While the new regime under team president Travis Williams and general manager Ben Cherington has done a fine job thus far revamping for the coming years in terms of coaching hires and cultural changes, there are several things the organization as a whole needs to do better this year in order to come closer to fielding a successful team both on and off the field.
Here is my short list of Pirates’ New Years’ Resolutions. Feel free to add some of your own in the comments:
- Be More Forthcoming with the Fan Base
For anyone who has been a fan of the Pirates throughout former GM Neal Huntington’s tenure, you know that this is a tall order. Cloaking the team and it’s goals in mystery was Huntington’s M.O., be it for some sort of competitive advantage or to mask the fact that he lacked a coherent retooling plan from 2015 onward.
Cherington has not gone so far as to announce to fans what his intentions are with the team in 2020, but he has provided a transparency that was sorely lacking in years past; he made it known that the team was looking for catchers, specifically in terms of implementing a tandem system, was forthcoming about center-fielder Starling Marte’s trade availability, and made sure to make it clear that this team is more than “one or two good players” from being a contender.

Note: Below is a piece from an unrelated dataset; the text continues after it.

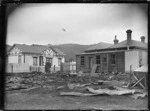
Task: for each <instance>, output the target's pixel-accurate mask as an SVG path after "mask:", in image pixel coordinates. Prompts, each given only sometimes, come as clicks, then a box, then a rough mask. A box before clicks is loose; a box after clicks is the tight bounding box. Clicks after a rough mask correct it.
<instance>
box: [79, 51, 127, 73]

That’s a starting point for this resolution, but if Cherington hopes to win back the city’s trust that the organization is in capable hands, he’ll need to continue to build on that transparency.
2. Repair the Clubhouse Culture
In his initial press conference and conversation with starting pitcher Joe Musgrove, new manager Derek Shelton made it clear that he is fully invested in bringing about a culture change in the Bucco clubhouse. Riddled with fights and tension for much of 2019, Shelton must bring a more involved, leadership-oriented approach to a young squad with no clear identity nor player-leader (aside from perhaps Musgrove).
Former manager Clint Hurdle provided an old-school message to a team that needed more guidance and perhaps more heavy-handed leadership as opposed to willful tolerance. Shelton must be careful to bring the right amount of passion and desire to win along with an understanding the youth of this squad in order to save the clubhouse from the nightmare that was 2019.
3. Win Trades, Fleece Other Organizations, and Sign True Talent
Looking back again at the front office, there’s an apparent need to reverse the record of Huntington’s recent shortcomings on the trade market in order to rebuild/retool/revamp in an efficient manner. This resolution is pretty “duh”; why would you want to lose trades or miscalculate free-agent signings? It’s not so much about losing these front office moves as it is in making sure you do them in a smarter capacity.
Cherington must be better at risk allocation; he has to take chances in the right areas and take a more conservative approach in others to fix both the Pirates’ major league roster as well as the farm system. The days of the Archer trade and the Ryan Vogelsong signing must come to an end.